Filip Van Immerseel received a Master in Bio-engineering Sciences at the Catholic University of Leuven (KUL) in 1999, and a Master in Laboratory Animal Sciences at Ghent University in 2004. He received a PhD in Veterinary Medical Sciences at Ghent University in 2004, studying intestinal immune cell infiltration after Salmonella infection of chickens, and environmental triggers in the gut that influence Salmonella invasion. After a post-doc period, he was appointed as Research Professor by Ghent University in 2008. Currently he is Professor at the Department of Pathology, Bacteriology and Avian Diseases of the Faculty of Veterinary Medicine at Ghent University in Belgium and is head of a research group that studies host-bacterium interactions. Filip Van Immerseel currently has more than 170 scientific papers in international peer-reviewed journals, has written book chapters and edited books on Salmonella and Clostridium perfringens and is a well-known speaker at international events.
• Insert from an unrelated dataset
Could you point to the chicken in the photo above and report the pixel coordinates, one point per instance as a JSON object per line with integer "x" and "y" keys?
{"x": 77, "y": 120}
He is editor of the journal Avian Pathology and involved in many international collaborative research networks.

Maarten De Gussem (Poeke, Belgium)

Maarten De Gussem graduated as a DVM from University of Ghent Veterinary School in 2000 with a thesis on Infectious Bursal Disease Virus at the University of Arkansas, USA. He began working in the field at DEGUDAP group practice in France, The Netherlands and Belgium, dealing with layers, breeders, broilers and turkeys.
In 2001, Maarten joined the division of J&J Global Poultry Technical Manager at Janssen Animal Health, with focus on coccidiosis, gut health, helminthosis, histomonosis and red mite. In 2009, Vetworks was founded by Maarten, servicing the poultry industry with a global team of specialists and providing support on poultry health topics all over the world, with focus on mycoplasmosis, general gut health and coccidiosis
Maarten De Gussem is also author of Broiler Signals.